Step 1: Cut older (I.e. less healthy) workers in the name of shareholder interests—even though you're doing awesome! Step 2: Back fill with younger workers and temps to conceal the giant hole you just made. Step 3: Profit:
Hewlett-Packard announced Thursday that it plans to cut up to 16,000 more jobs by October. HP CEO Meg Whitman said that the additional job cuts are part of an effort to further reduce costs for the 75-year-old company.Nothing like a billionaire CEO who makes zillions a year implying thousands of her own morganized employees making comparative peanuts are not "nimble" or "competitive" enough. If you're a senior engineer, a scientist, or even a tenured tech, beware. The next few months may be the last chance of this waning, horrible recession where your talentless head bean counter, who can't take the derivative of ex, has a golden excuse to light your life on fire, so they can add a few more pennies to their billions.

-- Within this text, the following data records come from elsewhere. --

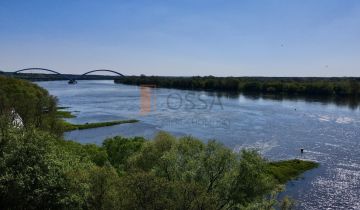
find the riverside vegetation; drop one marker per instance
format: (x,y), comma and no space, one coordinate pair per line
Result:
(41,170)
(275,85)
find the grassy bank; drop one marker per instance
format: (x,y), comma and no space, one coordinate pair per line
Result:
(64,114)
(69,126)
(286,170)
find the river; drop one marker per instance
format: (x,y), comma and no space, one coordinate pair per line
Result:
(328,132)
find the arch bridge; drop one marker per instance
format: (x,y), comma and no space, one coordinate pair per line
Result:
(39,69)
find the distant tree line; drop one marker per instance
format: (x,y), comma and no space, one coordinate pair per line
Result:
(272,85)
(41,170)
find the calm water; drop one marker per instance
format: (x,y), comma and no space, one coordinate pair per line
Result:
(328,133)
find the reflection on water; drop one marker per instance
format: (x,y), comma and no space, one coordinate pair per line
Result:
(327,128)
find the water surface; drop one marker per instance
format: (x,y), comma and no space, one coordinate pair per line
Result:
(329,133)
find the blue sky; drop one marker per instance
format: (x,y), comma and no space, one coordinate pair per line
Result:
(184,37)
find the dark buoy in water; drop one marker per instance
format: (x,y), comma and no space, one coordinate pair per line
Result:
(72,82)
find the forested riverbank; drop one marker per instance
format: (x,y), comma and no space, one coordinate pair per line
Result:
(39,169)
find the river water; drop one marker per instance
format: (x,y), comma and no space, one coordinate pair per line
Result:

“With each passing quarter, HP is improving its systems, structures and core go-to-market capabilities,” Whitman said in prepared remarks, according to CNET. “We’re gradually shaping HP into a more nimble, lower-cost, more customer- and partner-centric company that can successfully compete across a rapidly changing IT landscape.”
- If you want to get the pulse of an environment, listen to the bees.

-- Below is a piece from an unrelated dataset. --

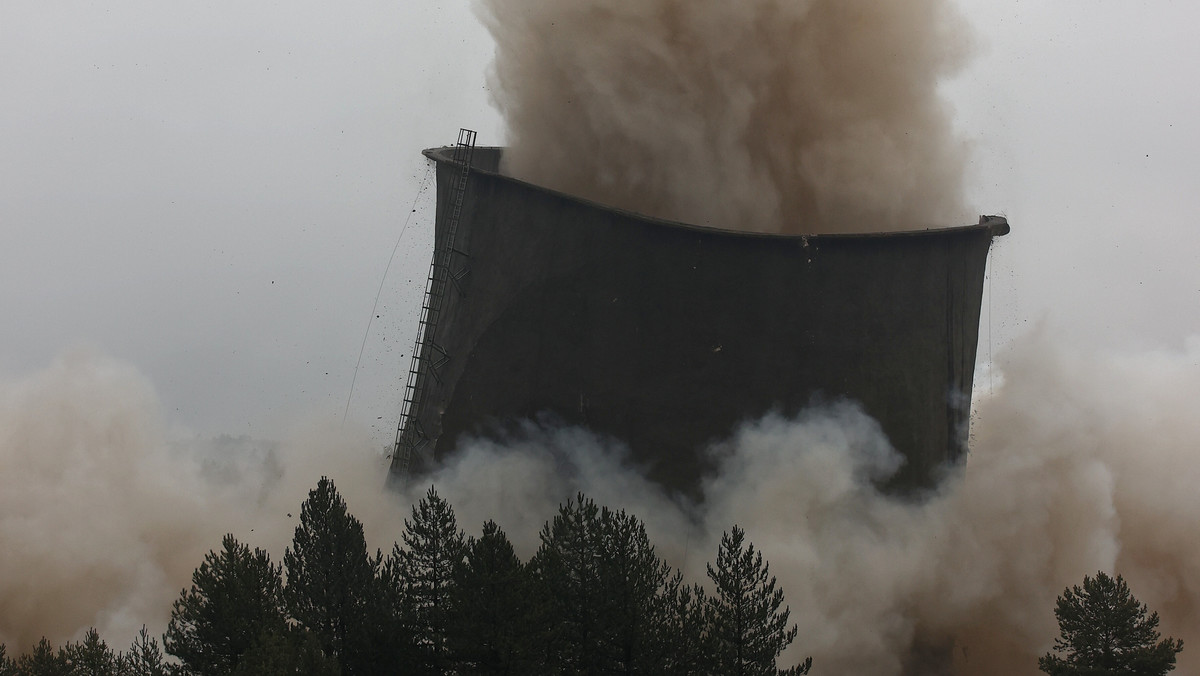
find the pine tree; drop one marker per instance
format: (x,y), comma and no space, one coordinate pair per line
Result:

- The anti-vaxxars have learned to play with numbers, they're just not real honest about it.
- Not sure what the point of this global selfie is, but The Google moves in mysterious ways.
- Also not sure why the "freezing jeans" doesn't clean them piece at Vox attracted so much snark. I'm going to guess it's because Ezra Klein is behind Vox, and Ezra is pretty progressive and quite successful, and even a little bit dreamy.
- SpaceX will reveal its manned capsule next week. Meanwhile, certain bloated defense contractors don't like upstart companies invading their lucrative taxpayer-funded gravy train and kick ass DoD-industrial jobs. Like this clown landed:
From March 2011 to January of this year, Roger "Scott" Correll was the official at the Pentagon responsible for procuring launch services from private companies. One of his last official acts before his "retirement" in January was to oversee a deal with a company called United Launch Alliance (ULA) for a whopping 36 future launches. ULA is a joint venture of Boeing and Lockheed. This month, Correll popped up with a new job with Aerojet Rocketdyne, which just happens to supply rocket engines to ULA.